Friday, September 26, 2008

Q&A: How will Wall Street crisis affect average Americans?

By Kevin G. Hall

Average Americans have a lot at stake in how the widening financial crisis plays out. Here are some answers to questions about it:

Q. What does all this Wall Street volatility mean to me?

A. If you have a 401(k), you shield some of your income from taxation through an IRA or a lot of your retirement savings are in stocks, you've already seen a sharp drop in the value of your nest egg. The Dow Jones Industrial Average is on pace for one of its worst years ever, but even if you've parked your cash in a bank, today's rising inflation is eroding its value.

Q. Is this like 1929, when the stock market's crash led to widespread bank failures and the Great Depression?

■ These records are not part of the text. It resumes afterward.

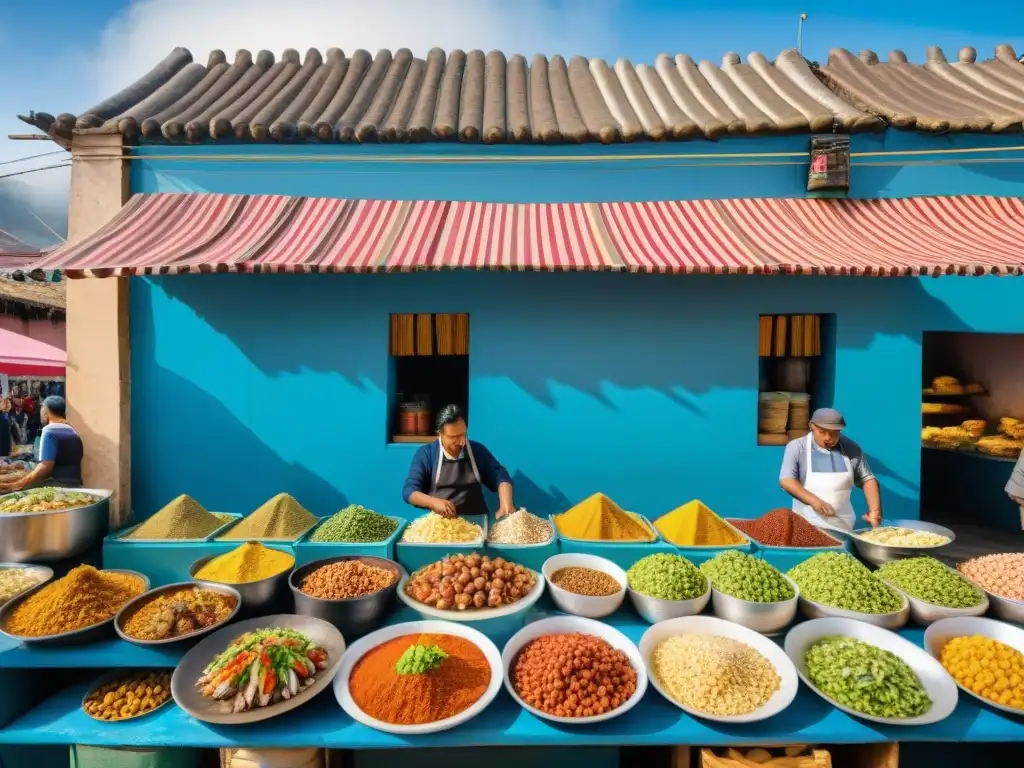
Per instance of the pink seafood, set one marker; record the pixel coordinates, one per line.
(1001, 574)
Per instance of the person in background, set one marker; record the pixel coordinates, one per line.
(1015, 485)
(448, 475)
(60, 452)
(820, 471)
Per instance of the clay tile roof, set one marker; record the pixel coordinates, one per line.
(471, 97)
(938, 95)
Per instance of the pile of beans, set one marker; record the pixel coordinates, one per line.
(783, 527)
(345, 580)
(466, 582)
(572, 676)
(587, 582)
(1000, 574)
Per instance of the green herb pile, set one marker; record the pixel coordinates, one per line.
(747, 578)
(928, 580)
(420, 658)
(865, 678)
(839, 581)
(355, 524)
(667, 577)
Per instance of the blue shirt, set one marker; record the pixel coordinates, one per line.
(795, 460)
(424, 466)
(59, 443)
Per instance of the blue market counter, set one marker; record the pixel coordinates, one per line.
(59, 719)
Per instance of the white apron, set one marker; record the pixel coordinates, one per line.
(835, 488)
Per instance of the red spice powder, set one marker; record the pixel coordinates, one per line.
(783, 527)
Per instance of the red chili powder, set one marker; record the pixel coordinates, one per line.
(783, 527)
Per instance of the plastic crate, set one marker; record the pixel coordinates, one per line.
(415, 556)
(164, 561)
(307, 551)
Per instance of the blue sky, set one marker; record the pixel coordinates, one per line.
(69, 55)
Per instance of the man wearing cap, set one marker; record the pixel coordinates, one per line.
(819, 471)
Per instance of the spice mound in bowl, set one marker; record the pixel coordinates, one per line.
(421, 678)
(354, 524)
(572, 676)
(470, 583)
(839, 581)
(45, 500)
(177, 613)
(899, 537)
(246, 563)
(182, 519)
(747, 578)
(346, 580)
(714, 675)
(783, 527)
(432, 528)
(282, 517)
(520, 528)
(83, 598)
(262, 668)
(1001, 574)
(865, 678)
(128, 696)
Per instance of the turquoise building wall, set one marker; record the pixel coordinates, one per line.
(641, 386)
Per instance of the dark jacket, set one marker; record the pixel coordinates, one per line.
(421, 471)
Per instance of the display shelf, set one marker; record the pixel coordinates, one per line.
(653, 721)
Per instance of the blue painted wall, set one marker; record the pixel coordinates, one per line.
(641, 386)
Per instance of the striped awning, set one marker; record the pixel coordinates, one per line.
(176, 233)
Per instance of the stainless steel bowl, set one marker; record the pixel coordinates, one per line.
(892, 621)
(355, 615)
(61, 534)
(122, 617)
(654, 609)
(259, 597)
(44, 573)
(881, 553)
(86, 634)
(768, 619)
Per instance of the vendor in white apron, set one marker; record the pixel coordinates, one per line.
(820, 471)
(449, 474)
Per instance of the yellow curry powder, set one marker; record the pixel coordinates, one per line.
(249, 562)
(600, 519)
(694, 524)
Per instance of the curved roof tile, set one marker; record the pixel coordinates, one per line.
(471, 97)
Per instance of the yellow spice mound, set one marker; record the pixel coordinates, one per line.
(600, 519)
(694, 524)
(282, 517)
(250, 562)
(182, 518)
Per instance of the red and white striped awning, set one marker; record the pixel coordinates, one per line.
(176, 233)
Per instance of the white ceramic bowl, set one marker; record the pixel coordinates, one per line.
(788, 682)
(584, 605)
(567, 626)
(364, 645)
(940, 687)
(476, 614)
(945, 630)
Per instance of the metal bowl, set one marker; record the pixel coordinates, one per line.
(58, 535)
(768, 619)
(42, 571)
(258, 597)
(892, 621)
(83, 635)
(654, 609)
(122, 617)
(354, 615)
(882, 553)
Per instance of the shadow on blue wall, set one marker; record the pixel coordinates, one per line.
(641, 386)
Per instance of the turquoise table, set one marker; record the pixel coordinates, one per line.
(322, 723)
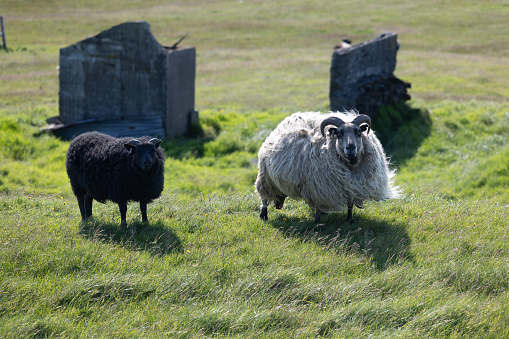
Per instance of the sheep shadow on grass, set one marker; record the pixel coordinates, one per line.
(154, 238)
(383, 243)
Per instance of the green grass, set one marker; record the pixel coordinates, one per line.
(430, 265)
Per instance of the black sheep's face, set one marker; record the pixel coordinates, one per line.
(144, 154)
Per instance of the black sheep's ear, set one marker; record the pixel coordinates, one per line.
(156, 142)
(364, 128)
(131, 145)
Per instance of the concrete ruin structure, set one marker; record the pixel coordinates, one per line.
(362, 76)
(122, 82)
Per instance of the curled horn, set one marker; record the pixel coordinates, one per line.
(362, 119)
(134, 142)
(331, 121)
(156, 142)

A. No. The interventions so far by the Federal Reserve and the Treasury, the existence of federal deposit insurance for national bank customer accounts and the willingness of Congress and the president to fight the downturn with fiscal policy all underscore that there are safety cushions in place that didn't exist 80 years ago. Still, today's financial turmoil could spread, and the economy could suffer more before stability returns.

Q. Will the collapse of Lehman Brothers make things worse?

A. It could, or it could make things better. The weekend meetings between top federal regulators and senior executives of Wall Street firms resulted in the surprise takeover of Merrill Lynch by Bank of America and a lack of suitors for Lehman. Some analysts feared a Great Depression type of financial-market meltdown Monday morning, but markets were orderly, not panicked, as news of the events sank in.

With the government-brokered sale of investment bank Bear Stearns in March, Bank of America's absorbing of Merrill Lynch and the bankruptcy filing by Lehman, Wall Street's weakest players have been pushed off the field.

Goldman Sachs, Morgan Stanley and JP Morgan remain the biggest traditional investment banks, and Merrill is expected to keep operating under its own name. The consolidation in investment banking has taken most insolvency concerns off the table, and over a longer horizon this could point toward a return to stability.